Ćwiczeniowo - tak sobie:
Bieżnia 30min (od jutra zwiększam, zobaczymy do ile przy względnym tętnie pociągnę...dziś była moc bo caly dystans -4,4km- wbiegałam po lekkim 1%,ale JEDNAK, nachyleniu.. czuje to w nogach!)
Body pump (klatka od dziś 10kg! Boli,ale trzeba robić progresss!Skoro nogi i plecy tyle wytrzymują to zmuszę klate do tego samego:P)

Nie chce się nic,ale nie ma tak pięknię trzeba się zmuszać! Do zdrowego odżywiania doszły kanapki ze smalcem. Sam tłuszcz i biało. Samo zdrowie..:)

Trenerka na siłce dalej mnie zagaduje ....tak jakbym zmieniła zdanie w kwestii wykupienia treningów w przeciągu  3 dni...ze mną jak z osłem, raz się uprze i koniec...lol:D

12 marca 2013 , Komentarze (1)

Zaczyna mi chyba brakować motywacji...dziś już bardziej z przyzwyczajenia poszłam na spin i bieżnie. Musze jakoś poukładać sobie w głowie wszystko, to może i motywacja się znajdzie? Plus taki, że nastąpiła zmiana planu biegowego - coś ze mną nie halo, i sił nie mam. Więc zamiast biec na dystans, od dziś biegnę wolnej, ale pod małą górkę...I znowu było świetnie! Lekko, i przyjemnie...a o to chyba w tym ma chodzić.

W tym tygodniu muszę iść zrobić badania krwi, więc może i większa dawka euthyroxu wpadnie..byłoby miło, bo to daje dużeeego kopa energii na cały dzień i może znowu mi się zachce wszystkiego?I może dół minie..
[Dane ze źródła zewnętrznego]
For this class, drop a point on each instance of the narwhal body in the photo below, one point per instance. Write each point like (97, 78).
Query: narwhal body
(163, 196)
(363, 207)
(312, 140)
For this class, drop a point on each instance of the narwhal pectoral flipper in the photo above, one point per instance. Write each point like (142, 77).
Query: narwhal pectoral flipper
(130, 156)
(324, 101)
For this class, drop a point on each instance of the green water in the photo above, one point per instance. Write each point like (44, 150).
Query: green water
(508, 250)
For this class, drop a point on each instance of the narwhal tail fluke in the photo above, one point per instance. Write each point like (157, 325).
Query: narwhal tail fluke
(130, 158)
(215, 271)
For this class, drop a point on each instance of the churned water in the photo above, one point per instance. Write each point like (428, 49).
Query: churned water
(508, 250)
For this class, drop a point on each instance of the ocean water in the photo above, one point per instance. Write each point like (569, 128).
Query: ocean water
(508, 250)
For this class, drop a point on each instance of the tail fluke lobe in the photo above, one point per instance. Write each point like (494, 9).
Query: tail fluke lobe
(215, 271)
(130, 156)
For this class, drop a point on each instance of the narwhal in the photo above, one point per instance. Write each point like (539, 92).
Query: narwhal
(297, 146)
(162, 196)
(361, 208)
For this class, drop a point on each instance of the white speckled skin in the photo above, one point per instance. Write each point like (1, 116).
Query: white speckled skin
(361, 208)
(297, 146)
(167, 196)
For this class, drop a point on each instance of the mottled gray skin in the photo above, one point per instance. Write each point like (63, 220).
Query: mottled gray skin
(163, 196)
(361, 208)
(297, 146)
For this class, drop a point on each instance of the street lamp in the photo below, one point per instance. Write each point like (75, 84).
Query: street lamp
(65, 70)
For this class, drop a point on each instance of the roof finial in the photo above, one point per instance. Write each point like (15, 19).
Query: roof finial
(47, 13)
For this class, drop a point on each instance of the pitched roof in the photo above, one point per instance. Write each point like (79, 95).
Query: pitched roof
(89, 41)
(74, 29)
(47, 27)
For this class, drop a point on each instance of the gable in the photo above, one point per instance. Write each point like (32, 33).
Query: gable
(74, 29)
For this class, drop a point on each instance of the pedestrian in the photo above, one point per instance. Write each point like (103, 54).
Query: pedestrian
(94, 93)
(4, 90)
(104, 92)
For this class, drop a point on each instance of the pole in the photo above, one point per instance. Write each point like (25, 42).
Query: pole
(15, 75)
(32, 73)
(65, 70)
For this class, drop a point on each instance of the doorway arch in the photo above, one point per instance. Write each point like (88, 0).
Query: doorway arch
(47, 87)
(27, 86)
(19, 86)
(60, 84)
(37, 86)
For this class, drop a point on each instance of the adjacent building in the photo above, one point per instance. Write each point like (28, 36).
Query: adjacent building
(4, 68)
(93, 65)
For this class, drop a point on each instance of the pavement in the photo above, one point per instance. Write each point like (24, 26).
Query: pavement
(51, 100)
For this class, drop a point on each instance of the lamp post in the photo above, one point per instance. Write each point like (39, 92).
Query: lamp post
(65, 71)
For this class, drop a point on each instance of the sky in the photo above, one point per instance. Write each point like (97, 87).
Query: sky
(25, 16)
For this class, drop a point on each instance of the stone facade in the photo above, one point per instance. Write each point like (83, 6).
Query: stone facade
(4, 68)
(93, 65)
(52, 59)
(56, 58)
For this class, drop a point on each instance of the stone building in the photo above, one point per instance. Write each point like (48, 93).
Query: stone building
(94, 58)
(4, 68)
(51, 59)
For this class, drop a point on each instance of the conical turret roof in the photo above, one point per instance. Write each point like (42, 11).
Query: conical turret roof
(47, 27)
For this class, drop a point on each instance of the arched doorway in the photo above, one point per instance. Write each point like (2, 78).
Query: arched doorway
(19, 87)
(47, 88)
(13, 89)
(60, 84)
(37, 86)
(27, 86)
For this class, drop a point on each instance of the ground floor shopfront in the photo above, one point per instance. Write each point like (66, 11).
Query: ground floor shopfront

Koniec biadolenia. Bo 1000kcal spalone na liczniku cieszy oko;D

Ćwiczenia z dziś:
Spin (zajęcia)
Bieżnia 30min (385kcal)


Zamówione wczoraj prezenty urodzinowe już są w drodze! Radość :)

11 marca 2013 , Komentarze (1)

Maraton zaczął się już w piatek - Dzień Kobiet i domówka z kumpelami...jedzenia aż stół się uginał, toasty...., sobota minęła pod znakiem pękającej głowy "zabij mnie a nie krzycz" i pustego żołądka "cokolwiek byle ciepłe"... Niedziela domówka w domu, urodzinowa. Stół uginający sie, toasty....na vódkę to juz patrzeć nie mogłam,ale od dłuższego czasu chodziła za mną butelka czerwonego wina...no to bacch na stół:) W końcu 29 urodziny ma się raz w życiu.
Dziś już nastąpiło ogarnięcie życiowe, i spięcie pośladów na ćwiczenia:D Było ciężko...nie wiem czy to pogoda, bo przez 2 dni (od pt rano) mięśnie miały dość czasu na odpoczynek..czy to aura życiowa taka?czy grochówka na obiad...ale miałam wrażenie że dosłownie zemdleje z  braku tchu...Jednym słowem fatalny dzień:(

Rozpiska z dziś:
Mel b 10 min abs
Spin (zajęcia)
Bieżnia 31 min (350kcal) (15min z tego przeszłam-pod górę żeby tak łatwo nie było, bo całkowicie dziś bez sił, z kolką po 10min, ze skórczami łydki...nagła starość??!)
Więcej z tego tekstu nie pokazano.